Два автомата(Рассказы)
Шрифт:
А дело было зимой, в сорок первом году. Стояли мы тогда, если помните, на Карельском фронте. Морозы наступили трескучие. Хлеб привозили застывший — буханки рубили топором. В рот положишь кусок и сосешь, как ледышку. А помещений для жительства вдоль дороги было недостаточно, точнее сказать вовсе не было. Дорога шла тайгой да озером по льду, а где в тайге и на льду помещения? Только в самом конце трассы, километрах в десяти от передовой, стояла деревня. Впрочем, одно название, что деревня; как говорится, три избы — шесть улиц. Было там два дома без крыш и одна маленькая банька с каменкой — вот и вся деревня. Потом, помню, доставили нам сборную халупу из фанеры — и по размеру и по расположению точно как железнодорожная теплушка — с двойными нарами. Удобная была халупа — на полозах — куда хочешь можно перевозить. В баньке стоял штаб нашего батальона, а в избах — другие части. А народа в ту пору возле нас стояло много. Кого там только не было! И авторота стояла, и регулировщики, и девчата из полевой почты, даже банно-прачечный отряд — и тот возле нас стоял. Но эти, постоянные, еще ничего — нарыли землянок, накрыли избы брезентом вместо крыш и живут. Больше беспокойства причиняли проходящие части.

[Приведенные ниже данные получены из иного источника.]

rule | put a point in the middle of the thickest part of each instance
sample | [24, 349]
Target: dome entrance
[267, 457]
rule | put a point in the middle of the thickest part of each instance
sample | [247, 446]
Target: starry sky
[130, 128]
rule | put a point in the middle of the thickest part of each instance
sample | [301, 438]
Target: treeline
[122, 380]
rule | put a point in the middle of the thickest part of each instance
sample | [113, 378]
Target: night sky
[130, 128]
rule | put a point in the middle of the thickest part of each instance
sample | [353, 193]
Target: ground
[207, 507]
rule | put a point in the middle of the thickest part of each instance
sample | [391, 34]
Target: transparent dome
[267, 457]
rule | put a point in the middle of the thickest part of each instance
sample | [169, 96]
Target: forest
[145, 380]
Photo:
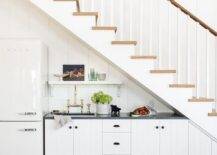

То одна часть придет, то другая, и все, конечно, бегут в избы, подремать да погреться. А избы — они не резиновые: один взвод примешь, второй
Вот узнало про эти дела высшее командование и приняло такое решение: во избежание беспорядка назначить начальником гарнизона командира дорожностроительного батальона товарища Алексеенко, поскольку наш батальон был самым постоянным жильцом в тех местах. Ну вот, как узнал я про это решение, так и отставил рапорт писать. Разве можно было комбата бросать в такой ситуации? Остался я при нем. И началась у нас не жизнь, а каторга. И старшины, и полковники, и шофера — все к нам, как в жакт идут: давай жилплощадь — и точка. Выкопали мы в свободное время две землянки, специально для проходящих частей; не успели оглянуться — их авторота заняла. Сделали в избах трехэтажные полати — под самую крышу подобрались — пришли на другой день — а там уже связисты лежат. Напишет, бывало, товарищ Алексеенко приказание командиру автороты — принять на ночлег столько-то человек, а командир автороты бежит и доказывает, что некуда. Уговаривает его товарищ Алексеенко, уговаривает, потом махнет рукой и обращается в другую часть. А в другой части то же самое положение. И кончалось тем, что наш комбат предоставлял для ночевки свой штаб, а если командир понапористей, так и койку свою ему уступал, а сам ложился на пол.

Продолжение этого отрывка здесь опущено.